Honduras Head Coach Luis Fernandez Suarez unsurprisingly protested. French Head Coach Didier Deschamps tried to explain, but how do you plead for common sense to someone acting irrational? Arguing against goal-line technology is like arguing against gravity: It is nonsensical. The call was right. There is no point arguing. After the protests ceased, the match carried on. It took two minutes, thirty seconds total to go through the process, celebrate and calm emotions. Two minutes, thirty seconds to make sure the call was right. This was no Frank Lampard foot-over-the-line in Bloemfontein we are talking about here. It was mere centimeters. The debate is done. Good goal and we move on. This stands as a watershed moment for FIFA and world soccer. For goal-line technology to work so effectively on the world stage is a testament to progression in the game. It is an overwhelming success and must be instituted in all major leagues, worldwide. It begs the question what else this technology can be used for and how far the game is willing to go with technology. Offside calls? Perhaps that's the next step in the evolution of the game, to get the call right.
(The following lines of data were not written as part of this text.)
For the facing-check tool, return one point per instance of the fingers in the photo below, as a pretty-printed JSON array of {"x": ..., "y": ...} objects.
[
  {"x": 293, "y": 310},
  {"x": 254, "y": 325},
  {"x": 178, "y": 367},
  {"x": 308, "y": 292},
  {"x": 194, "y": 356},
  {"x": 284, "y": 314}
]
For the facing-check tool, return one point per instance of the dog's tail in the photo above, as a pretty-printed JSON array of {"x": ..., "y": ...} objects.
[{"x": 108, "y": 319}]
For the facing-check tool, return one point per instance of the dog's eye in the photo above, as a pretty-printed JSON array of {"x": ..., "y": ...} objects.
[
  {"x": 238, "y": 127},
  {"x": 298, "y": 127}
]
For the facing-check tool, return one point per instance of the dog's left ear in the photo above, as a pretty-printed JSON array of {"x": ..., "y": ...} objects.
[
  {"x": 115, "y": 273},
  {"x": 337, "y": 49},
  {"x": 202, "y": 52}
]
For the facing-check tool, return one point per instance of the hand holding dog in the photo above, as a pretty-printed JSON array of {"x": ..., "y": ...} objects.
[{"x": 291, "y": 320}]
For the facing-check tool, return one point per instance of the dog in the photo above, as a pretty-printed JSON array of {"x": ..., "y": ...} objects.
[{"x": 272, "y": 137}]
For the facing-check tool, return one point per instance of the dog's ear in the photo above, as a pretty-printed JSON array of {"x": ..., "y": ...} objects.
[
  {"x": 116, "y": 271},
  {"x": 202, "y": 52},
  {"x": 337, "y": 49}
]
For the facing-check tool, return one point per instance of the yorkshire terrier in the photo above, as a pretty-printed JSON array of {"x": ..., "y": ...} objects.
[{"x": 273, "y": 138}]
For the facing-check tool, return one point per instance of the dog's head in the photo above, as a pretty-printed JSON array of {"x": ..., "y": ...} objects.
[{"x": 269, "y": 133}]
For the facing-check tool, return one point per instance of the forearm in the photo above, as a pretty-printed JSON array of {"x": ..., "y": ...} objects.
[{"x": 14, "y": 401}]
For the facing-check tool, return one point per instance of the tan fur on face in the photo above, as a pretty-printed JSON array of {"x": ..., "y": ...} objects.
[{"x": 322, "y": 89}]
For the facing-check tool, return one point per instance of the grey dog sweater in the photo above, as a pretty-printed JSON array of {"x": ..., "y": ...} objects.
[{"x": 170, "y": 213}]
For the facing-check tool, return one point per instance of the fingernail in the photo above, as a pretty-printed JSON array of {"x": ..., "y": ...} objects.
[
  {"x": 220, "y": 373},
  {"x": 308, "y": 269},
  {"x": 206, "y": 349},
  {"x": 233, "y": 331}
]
These were two very different moments, but two tremendously important ones. The World Cup continues to live up to all the hype. There have been 37 goals in 11 matches, the most through this many games since 1958. Three goals or more have been scored in 10 out of the 11 matches played and in the game there were not three goals, two were disallowed that should have stood. The tournament has been spectacular. With moments like these, we can truly call it the beautiful game. Sit back and enjoy.